Aeronaves de reabastecimento aéreo Boeing KC-135 Stratotanker da Força Aérea dos EUA estão estacionadas no Aeroporto Internacional Ben Gurion, perto de Tel Aviv, em 25 de fevereiro de 2026. (Foto: Chaim Goldberg/Flash90)

Os Estados Unidos informaram Israel que planejam trazer dezenas de aeronaves adicionais de reabastecimento aéreo para Israel em meio à escalada de confrontos militares com o Irã, informou a Axios na sexta-feira, citando várias autoridades não identificadas dos EUA e de Israel. Os aviões de reabastecimento adicionais seriam necessários se o presidente dos EUA, Donald Trump, decidir expandir os ataques militares contra o Irão, incluindo um potencial ataque à instalação nuclear secreta da Montanha Pickaxe, em Teerão.

Os Estados Unidos têm operado uma frota de aeronaves de reabastecimento aéreo a partir do Aeroporto Internacional Ben Gurion, em Israel, como parte dos preparativos e apoio à campanha militar conjunta EUA-Israel contra o Irão.

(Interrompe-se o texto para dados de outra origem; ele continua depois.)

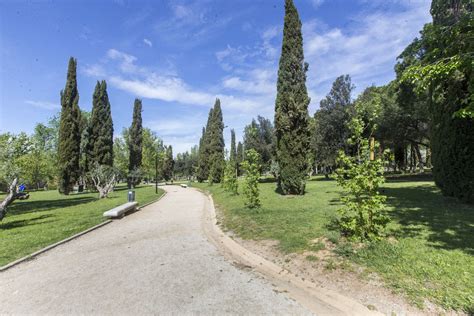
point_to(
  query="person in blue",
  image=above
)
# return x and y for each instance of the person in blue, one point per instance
(21, 194)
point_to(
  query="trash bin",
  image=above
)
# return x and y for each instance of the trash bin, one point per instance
(131, 196)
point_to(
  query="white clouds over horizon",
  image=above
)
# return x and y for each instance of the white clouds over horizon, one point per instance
(50, 106)
(366, 50)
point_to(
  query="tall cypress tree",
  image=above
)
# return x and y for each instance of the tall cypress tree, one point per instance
(101, 131)
(135, 138)
(168, 165)
(69, 141)
(291, 108)
(233, 149)
(216, 144)
(203, 159)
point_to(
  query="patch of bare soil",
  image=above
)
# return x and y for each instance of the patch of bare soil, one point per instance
(328, 270)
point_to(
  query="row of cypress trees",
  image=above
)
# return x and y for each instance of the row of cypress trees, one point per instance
(98, 134)
(211, 147)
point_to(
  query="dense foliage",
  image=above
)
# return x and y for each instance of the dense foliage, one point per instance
(440, 65)
(291, 108)
(258, 135)
(100, 130)
(361, 175)
(330, 131)
(69, 132)
(135, 144)
(211, 147)
(251, 169)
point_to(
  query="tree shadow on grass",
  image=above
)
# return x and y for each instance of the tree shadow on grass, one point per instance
(29, 206)
(26, 222)
(420, 177)
(422, 210)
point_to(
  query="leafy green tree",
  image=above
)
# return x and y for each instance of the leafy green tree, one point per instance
(291, 108)
(135, 140)
(121, 155)
(240, 157)
(152, 150)
(330, 124)
(440, 65)
(230, 182)
(69, 141)
(251, 168)
(202, 170)
(215, 145)
(258, 135)
(233, 149)
(168, 164)
(101, 131)
(362, 215)
(12, 148)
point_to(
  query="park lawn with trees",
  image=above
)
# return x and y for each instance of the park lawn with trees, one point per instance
(429, 252)
(48, 217)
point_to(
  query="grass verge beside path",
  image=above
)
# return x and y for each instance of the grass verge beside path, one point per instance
(48, 217)
(430, 254)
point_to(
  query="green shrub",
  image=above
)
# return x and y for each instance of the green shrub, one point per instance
(252, 174)
(362, 215)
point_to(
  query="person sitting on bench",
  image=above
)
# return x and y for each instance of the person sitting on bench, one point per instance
(21, 194)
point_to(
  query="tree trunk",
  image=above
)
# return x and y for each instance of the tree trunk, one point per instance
(8, 199)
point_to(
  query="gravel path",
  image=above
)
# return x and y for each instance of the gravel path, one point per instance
(156, 261)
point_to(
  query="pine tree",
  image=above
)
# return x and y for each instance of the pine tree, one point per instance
(101, 131)
(216, 144)
(135, 144)
(291, 108)
(69, 141)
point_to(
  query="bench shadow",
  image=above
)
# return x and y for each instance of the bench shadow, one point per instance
(26, 222)
(448, 223)
(29, 206)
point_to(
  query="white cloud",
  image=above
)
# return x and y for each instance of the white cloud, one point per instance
(94, 70)
(147, 42)
(44, 105)
(316, 3)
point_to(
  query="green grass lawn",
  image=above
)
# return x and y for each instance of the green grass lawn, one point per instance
(47, 217)
(430, 254)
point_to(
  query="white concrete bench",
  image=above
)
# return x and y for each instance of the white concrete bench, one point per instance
(121, 210)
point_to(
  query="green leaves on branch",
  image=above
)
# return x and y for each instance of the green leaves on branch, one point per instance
(363, 215)
(423, 76)
(230, 177)
(251, 168)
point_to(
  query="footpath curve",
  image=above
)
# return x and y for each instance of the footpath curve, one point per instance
(319, 300)
(155, 261)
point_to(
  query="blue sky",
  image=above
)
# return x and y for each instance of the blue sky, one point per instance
(178, 56)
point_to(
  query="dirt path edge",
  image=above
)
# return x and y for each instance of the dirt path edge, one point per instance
(319, 300)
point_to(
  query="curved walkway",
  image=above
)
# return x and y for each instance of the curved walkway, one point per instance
(156, 261)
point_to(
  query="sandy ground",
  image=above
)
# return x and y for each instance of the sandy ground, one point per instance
(156, 261)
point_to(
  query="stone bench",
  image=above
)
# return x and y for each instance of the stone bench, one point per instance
(121, 210)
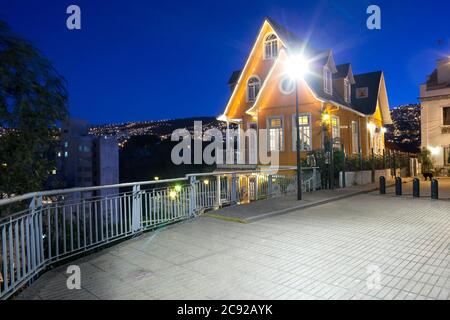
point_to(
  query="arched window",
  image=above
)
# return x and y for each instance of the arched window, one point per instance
(253, 86)
(347, 90)
(327, 84)
(271, 47)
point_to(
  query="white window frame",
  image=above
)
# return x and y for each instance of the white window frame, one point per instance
(327, 80)
(281, 85)
(347, 91)
(253, 88)
(269, 45)
(280, 136)
(302, 133)
(355, 137)
(333, 135)
(442, 115)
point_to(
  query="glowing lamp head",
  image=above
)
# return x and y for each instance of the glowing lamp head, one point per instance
(297, 66)
(434, 150)
(172, 194)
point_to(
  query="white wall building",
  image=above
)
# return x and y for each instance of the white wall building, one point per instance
(435, 115)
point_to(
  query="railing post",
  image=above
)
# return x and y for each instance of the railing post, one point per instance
(398, 186)
(416, 188)
(394, 165)
(314, 179)
(343, 168)
(192, 196)
(218, 192)
(269, 186)
(382, 185)
(434, 189)
(36, 240)
(137, 209)
(372, 165)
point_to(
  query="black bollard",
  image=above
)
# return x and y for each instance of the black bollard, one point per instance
(434, 189)
(416, 188)
(382, 185)
(398, 186)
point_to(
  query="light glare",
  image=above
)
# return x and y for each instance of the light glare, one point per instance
(297, 66)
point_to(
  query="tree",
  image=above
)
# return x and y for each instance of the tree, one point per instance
(33, 99)
(425, 161)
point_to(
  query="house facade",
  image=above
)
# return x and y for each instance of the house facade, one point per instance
(435, 114)
(335, 104)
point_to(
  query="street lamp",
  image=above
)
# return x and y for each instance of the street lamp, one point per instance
(296, 68)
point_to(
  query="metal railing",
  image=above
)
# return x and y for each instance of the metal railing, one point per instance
(43, 228)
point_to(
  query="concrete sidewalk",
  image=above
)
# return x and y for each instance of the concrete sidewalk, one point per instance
(261, 209)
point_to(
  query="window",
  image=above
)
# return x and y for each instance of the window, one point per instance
(355, 137)
(362, 92)
(446, 116)
(271, 47)
(347, 90)
(304, 123)
(327, 84)
(446, 156)
(253, 86)
(275, 132)
(335, 131)
(287, 85)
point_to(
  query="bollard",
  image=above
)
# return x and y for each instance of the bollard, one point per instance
(434, 189)
(398, 186)
(416, 188)
(382, 185)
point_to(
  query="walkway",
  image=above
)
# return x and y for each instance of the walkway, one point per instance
(338, 250)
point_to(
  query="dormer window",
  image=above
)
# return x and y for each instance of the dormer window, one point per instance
(327, 82)
(347, 90)
(271, 47)
(253, 86)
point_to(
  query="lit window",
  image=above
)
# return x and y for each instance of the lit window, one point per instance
(446, 116)
(335, 131)
(287, 85)
(253, 86)
(347, 90)
(355, 137)
(271, 47)
(304, 123)
(275, 132)
(327, 82)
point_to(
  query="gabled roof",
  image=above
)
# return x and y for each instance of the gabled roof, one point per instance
(371, 81)
(318, 59)
(234, 77)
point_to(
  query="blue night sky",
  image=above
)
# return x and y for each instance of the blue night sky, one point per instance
(148, 60)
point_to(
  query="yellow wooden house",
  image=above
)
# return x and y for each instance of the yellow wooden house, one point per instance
(352, 109)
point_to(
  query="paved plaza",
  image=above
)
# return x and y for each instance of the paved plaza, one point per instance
(364, 247)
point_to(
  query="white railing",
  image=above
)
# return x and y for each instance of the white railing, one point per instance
(46, 227)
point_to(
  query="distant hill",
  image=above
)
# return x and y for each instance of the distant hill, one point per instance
(145, 147)
(404, 133)
(160, 128)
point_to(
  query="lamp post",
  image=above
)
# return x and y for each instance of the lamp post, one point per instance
(297, 127)
(297, 67)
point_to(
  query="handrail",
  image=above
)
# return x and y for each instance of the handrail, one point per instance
(34, 194)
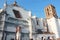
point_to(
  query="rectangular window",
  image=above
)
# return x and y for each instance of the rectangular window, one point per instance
(17, 14)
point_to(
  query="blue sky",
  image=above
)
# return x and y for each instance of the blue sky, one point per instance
(36, 6)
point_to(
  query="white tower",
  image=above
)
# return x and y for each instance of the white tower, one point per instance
(52, 19)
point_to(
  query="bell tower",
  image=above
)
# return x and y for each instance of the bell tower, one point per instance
(50, 12)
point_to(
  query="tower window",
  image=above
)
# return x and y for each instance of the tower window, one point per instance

No entanto, a presença dos aviões da Força Aérea dos EUA criou um gargalo na aviação, limitando o espaço para companhias aéreas civis durante a alta temporada de viagens de verão.

A Força Aérea dos EUA opera atualmente cerca de 30 aeronaves de reabastecimento no aeroporto israelense e as autoridades alertaram que se os aviões não forem realocados, milhares de voos e até 50.000 passagens aéreas poderão ser cancelados devido à falta de capacidade aeroportuária disponível.

No mês passado, os militares dos EUA começaram a realocar algumas aeronaves de reabastecimento para bases militares israelenses, num esforço para aliviar o congestionamento em Ben Gurion. No entanto, de acordo com autoridades israelitas que falaram com a Axios sob condição de anonimato, Washington prefere operar a partir de Ben Gurion porque é considerado mais seguro e menos vulnerável a potenciais ataques iranianos de mísseis e drones.

Embora Israel apoie a campanha militar dos EUA contra o Irão, a Ministra dos Transportes israelita, Miri Regev, alertou que a presença contínua dos aviões de reabastecimento poderia perturbar as viagens civis e que os cancelamentos em massa de voos minariam o moral nacional e a resiliência de Israel após quase três anos de guerra.

“Os cancelamentos em massa de voos de verão e de férias, num momento em que o público israelense precisa de alívio e de normalidade mais do que nunca, prejudicaram a moral nacional e a resiliência cívica”, disse Regev.

Posteriormente, Regev instruiu o Ministério dos Transportes a negociar uma solução com os militares dos EUA.

No entanto, as autoridades de defesa israelitas parecem apoiar a posição de Washington. "A exigência americana é justificada. Os aviões de reabastecimento são um ativo estratégico dos Estados Unidos na região e são parte integrante dos preparativos conjuntos contra o Irão. Do ponto de vista operacional, é importante que sejam capazes de operar nas condições estabelecidas pelos americanos", disse um alto funcionário militar israelita ao Ynet News.

O Chefe do Estado-Maior das FDI, Eyal Zamir, supostamente apoia os militares dos EUA e se opõe à transferência de aeronaves dos EUA para bases da Força Aérea Israelense na região de Negev.

O Aeroporto Ben Gurion serviu como centro central para reabastecimento de aeronaves e outros aviões militares dos EUA durante as operações conjuntas EUA-Israel contra o Irã, que começaram em 28 de fevereiro.